🤖 AI Summary
Existing CLIP text encoders are trained solely on image–text pairs and thus lack explicit modeling capacity for motion temporal dynamics and kinematic structure, limiting accuracy and dynamism in text-to-human-motion generation. To address this, we propose the first motion-aware CLIP fine-tuning paradigm: (1) a dedicated motion encoding head; (2) a novel tethering loss that enforces alignment between textual semantics and motion structural priors; and (3) an integrated training strategy combining contrastive multimodal fine-tuning, motion sequence encoding, and CLIP knowledge distillation.
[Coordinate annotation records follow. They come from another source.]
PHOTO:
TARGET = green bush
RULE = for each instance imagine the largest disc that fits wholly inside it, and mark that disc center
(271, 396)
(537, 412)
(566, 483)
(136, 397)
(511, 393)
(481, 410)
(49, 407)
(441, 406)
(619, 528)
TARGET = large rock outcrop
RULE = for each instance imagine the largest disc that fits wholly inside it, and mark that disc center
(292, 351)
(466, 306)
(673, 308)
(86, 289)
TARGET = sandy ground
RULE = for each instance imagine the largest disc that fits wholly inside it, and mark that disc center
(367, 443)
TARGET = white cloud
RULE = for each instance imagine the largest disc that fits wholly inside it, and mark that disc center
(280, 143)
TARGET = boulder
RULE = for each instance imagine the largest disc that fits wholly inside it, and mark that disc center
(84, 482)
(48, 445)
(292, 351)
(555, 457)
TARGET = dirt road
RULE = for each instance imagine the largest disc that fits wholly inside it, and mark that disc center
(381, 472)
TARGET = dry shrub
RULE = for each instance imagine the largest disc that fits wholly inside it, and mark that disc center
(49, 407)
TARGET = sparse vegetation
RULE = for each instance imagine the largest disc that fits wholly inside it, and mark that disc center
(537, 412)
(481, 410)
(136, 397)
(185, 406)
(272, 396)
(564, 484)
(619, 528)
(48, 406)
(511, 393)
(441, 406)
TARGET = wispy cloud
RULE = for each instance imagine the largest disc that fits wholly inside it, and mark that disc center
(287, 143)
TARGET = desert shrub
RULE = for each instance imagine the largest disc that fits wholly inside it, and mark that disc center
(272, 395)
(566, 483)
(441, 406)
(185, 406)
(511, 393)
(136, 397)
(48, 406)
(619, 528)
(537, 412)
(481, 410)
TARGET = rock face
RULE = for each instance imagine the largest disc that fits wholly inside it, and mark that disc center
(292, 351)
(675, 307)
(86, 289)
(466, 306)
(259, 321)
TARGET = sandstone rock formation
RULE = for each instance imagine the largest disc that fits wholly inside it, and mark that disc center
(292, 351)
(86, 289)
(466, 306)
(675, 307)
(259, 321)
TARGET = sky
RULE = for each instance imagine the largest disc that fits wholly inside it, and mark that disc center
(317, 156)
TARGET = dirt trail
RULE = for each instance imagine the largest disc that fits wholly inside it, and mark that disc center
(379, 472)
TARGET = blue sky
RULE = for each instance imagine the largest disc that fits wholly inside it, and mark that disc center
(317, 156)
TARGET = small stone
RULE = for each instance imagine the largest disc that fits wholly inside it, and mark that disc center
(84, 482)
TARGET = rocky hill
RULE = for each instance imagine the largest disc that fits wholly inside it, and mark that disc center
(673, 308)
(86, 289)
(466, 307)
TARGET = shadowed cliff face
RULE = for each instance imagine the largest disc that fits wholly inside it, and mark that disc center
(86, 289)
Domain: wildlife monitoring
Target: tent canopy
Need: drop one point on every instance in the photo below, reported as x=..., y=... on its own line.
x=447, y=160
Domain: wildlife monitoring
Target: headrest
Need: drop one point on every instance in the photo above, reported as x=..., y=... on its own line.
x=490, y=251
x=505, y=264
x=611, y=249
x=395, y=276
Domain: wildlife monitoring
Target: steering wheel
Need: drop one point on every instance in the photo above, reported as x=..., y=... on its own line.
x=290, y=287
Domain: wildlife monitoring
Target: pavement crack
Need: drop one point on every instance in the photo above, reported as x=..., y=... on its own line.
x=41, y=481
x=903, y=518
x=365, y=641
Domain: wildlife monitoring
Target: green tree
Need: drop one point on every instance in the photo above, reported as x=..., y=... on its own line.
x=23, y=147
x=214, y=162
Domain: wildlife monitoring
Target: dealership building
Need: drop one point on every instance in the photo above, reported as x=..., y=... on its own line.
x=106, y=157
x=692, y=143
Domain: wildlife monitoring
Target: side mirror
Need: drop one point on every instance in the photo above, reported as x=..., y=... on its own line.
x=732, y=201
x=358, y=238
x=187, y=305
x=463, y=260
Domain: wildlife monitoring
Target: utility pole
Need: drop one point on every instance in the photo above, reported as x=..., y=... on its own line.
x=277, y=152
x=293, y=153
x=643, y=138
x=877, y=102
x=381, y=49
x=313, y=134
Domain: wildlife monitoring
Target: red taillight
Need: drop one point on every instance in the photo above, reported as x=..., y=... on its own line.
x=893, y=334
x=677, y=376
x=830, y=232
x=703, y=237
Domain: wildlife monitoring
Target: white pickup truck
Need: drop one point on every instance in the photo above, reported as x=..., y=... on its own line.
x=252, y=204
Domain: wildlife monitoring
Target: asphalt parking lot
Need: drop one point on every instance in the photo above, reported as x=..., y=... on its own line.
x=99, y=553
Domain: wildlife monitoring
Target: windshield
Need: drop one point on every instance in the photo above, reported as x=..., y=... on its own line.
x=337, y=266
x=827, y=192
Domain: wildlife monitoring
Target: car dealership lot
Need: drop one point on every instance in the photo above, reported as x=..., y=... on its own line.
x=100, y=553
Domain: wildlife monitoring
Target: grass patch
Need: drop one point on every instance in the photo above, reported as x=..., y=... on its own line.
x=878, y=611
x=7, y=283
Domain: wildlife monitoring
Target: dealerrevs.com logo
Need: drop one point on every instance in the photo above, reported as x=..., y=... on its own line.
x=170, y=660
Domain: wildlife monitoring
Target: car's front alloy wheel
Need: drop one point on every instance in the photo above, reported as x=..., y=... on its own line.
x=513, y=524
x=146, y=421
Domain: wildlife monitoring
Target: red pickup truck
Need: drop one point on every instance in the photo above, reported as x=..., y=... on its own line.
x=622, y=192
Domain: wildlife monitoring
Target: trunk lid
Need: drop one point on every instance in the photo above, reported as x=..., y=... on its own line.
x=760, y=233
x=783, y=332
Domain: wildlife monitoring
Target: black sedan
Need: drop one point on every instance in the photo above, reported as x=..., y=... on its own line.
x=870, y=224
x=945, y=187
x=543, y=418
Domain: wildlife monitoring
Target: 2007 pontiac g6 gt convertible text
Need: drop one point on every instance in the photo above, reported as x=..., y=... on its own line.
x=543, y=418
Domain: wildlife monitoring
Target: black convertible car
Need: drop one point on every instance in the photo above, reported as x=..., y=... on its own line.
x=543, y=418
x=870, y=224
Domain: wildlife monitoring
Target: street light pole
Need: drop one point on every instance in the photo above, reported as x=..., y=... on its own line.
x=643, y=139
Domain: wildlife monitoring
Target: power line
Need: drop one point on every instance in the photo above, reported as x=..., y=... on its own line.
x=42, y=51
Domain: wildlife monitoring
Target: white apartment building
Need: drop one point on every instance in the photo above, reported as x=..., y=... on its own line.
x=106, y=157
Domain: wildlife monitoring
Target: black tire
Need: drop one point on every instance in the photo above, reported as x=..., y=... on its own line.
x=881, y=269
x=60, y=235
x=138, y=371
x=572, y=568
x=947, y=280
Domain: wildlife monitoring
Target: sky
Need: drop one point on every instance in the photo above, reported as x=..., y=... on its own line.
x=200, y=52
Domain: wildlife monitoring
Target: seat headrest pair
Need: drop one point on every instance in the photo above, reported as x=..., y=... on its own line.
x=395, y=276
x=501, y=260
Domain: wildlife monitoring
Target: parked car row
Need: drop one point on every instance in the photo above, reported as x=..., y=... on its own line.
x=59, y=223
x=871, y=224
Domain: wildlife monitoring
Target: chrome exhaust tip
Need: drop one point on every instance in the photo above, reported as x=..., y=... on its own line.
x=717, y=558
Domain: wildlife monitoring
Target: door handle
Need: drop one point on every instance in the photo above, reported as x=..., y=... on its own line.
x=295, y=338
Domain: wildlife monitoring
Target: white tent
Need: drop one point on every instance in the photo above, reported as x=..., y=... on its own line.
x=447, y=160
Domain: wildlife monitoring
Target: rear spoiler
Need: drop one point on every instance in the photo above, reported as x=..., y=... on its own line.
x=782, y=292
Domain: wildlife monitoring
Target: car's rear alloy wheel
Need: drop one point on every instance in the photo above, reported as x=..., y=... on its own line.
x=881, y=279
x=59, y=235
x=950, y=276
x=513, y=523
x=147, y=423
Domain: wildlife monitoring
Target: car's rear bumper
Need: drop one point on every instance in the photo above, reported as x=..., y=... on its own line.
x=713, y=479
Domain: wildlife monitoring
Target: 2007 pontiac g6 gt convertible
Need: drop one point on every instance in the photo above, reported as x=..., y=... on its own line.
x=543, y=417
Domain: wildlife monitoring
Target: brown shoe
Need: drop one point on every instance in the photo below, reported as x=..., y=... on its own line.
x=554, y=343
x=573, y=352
On text-to-motion retrieval, our method achieves significant improvements in Top-1/2/3 accuracy. Fréchet Inception Distance (FID) remains competitive, while text–motion semantic alignment quality is markedly enhanced. This work constitutes the first successful adaptation of CLIP’s powerful semantic representation capability to the domain of temporally coherent, physically grounded human motion generation.
📝 Abstract
Human motion generation is essential for fields such as animation, robotics, and virtual reality, requiring models that effectively capture motion dynamics from text descriptions. Existing approaches often rely on Contrastive Language-Image Pretraining (CLIP)-based text encoders, but their training on text-image pairs constrains their ability to understand temporal and kinematic structures inherent in motion and motion generation. This work introduces MoCLIP, a fine-tuned CLIP model with an additional motion encoding head, trained on motion sequences using contrastive learning and tethering loss. By explicitly incorporating motion-aware representations, MoCLIP enhances motion fidelity while remaining compatible with existing CLIP-based pipelines and seamlessly integrating into various CLIP-based methods. Experiments demonstrate that MoCLIP improves Top-1, Top-2, and Top-3 accuracy while maintaining competitive FID, leading to improved text-to-motion alignment results. These results highlight MoCLIP's versatility and effectiveness, establishing it as a robust framework for enhancing motion generation.